The Upper Tribunal has again reiterated the importance of getting your service charge demands right every time. In the recent decision of Beitov Properties Ltd v Elliston Martin [2012] UKUT 133 (LC), the Upper Tribunal rendered a number of service charge demands invalid on a purely technical construction of Section 47 of the Landlord and Tenant Act 1987.

Section 47(1) provides that "Where any written demand is given to a tenant of premises to which this part applies, the demand must contain the following information, namely (a) the name and address of the landlord, and (b) if that address is not in England and Wales, an address in England and Wales at which notices (including notices in proceedings) may be served on the landlord by the tenant".

Section 47(2) further provides that "Where any demand for a service charge does not contain the information required by s 47(1), the amount demanded is to be treated as not being due from the tenant at any time before the information is furnished to him".

In Beitov, the address shown on the demands for the purposes of section 47(1) was that of the landlord's managing agents, which is common in many of the demands that we see. From a practical perspective, many landlords leave their managing agents to deal with all aspects of property management, from day to day management to dealing with Court or LVT proceedings. It is also understandable that an individual landlord may be hesitant to disclose a private, residential address to their tenants.

The Upper Tribunal disagreed with this approach and, on a strict construction, held that the demands did not comply with section 47(1).
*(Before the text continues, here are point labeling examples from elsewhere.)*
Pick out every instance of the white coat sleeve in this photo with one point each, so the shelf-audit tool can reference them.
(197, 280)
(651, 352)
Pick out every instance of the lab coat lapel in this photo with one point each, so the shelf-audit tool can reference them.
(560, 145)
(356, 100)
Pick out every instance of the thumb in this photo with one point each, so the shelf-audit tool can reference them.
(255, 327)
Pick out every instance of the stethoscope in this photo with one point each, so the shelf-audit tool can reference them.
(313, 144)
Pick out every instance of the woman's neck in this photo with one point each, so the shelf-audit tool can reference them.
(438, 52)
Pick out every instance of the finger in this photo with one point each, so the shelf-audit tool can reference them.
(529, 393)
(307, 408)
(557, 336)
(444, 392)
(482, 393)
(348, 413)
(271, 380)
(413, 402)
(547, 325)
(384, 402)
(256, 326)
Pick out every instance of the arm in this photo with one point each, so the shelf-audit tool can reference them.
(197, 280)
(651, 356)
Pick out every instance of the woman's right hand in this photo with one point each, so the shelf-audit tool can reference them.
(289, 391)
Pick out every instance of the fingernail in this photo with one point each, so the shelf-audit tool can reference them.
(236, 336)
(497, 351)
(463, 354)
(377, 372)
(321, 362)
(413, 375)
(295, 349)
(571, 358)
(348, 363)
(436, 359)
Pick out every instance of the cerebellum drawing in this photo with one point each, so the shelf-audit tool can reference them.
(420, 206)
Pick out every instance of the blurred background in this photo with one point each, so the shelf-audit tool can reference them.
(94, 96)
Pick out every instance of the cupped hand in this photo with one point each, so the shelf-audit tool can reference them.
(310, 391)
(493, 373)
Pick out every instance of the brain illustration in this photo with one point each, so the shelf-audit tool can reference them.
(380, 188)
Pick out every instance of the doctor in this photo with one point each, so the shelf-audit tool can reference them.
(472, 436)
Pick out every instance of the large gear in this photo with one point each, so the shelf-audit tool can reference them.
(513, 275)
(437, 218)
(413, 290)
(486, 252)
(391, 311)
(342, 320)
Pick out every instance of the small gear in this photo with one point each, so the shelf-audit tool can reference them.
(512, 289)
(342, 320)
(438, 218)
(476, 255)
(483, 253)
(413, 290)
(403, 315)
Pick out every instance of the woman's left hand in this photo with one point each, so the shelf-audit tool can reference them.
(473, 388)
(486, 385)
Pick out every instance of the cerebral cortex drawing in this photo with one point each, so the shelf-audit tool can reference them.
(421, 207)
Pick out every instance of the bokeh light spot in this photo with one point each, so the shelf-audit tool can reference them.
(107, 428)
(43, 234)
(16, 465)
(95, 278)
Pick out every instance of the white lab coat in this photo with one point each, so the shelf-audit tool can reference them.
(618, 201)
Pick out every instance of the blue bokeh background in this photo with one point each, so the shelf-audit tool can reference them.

The Upper Tribunal reiterated that the address for the purposes of section 47(1) is "the place where the landlord is to be found". In the case of an individual, this would be his place of residence or the place from which he carries on business. In the case of a company it would be the company's registered office or the place from which it carries on business. If there is more than one place of residence or place from which business is carried on, then, depending on the facts, it may be that any one of such addresses will do.

The Beitov decision has significant implications, and reiterates the LVT's approach and the general theme of openness and transparency in the residential landlord and tenant arena.

If your demands do not correctly set out the landlord's name and address (in the UK), you should consider re-serving your demands now. In doing so, you will need to beware of any old charges which could fall foul of the 18-month rule and consider serving section 20b notices if necessary. Perhaps the most significant impact is where there is ongoing litigation, either in the Court or LVT, for service charge arrears, as it is uncertain whether the costs of such proceedings could be recovered from the defaulting lessee where the demands are invalid under section 47(1).

The content of this article is intended to provide a general guide to the subject matter. Specialist advice should be sought about your specific circumstances.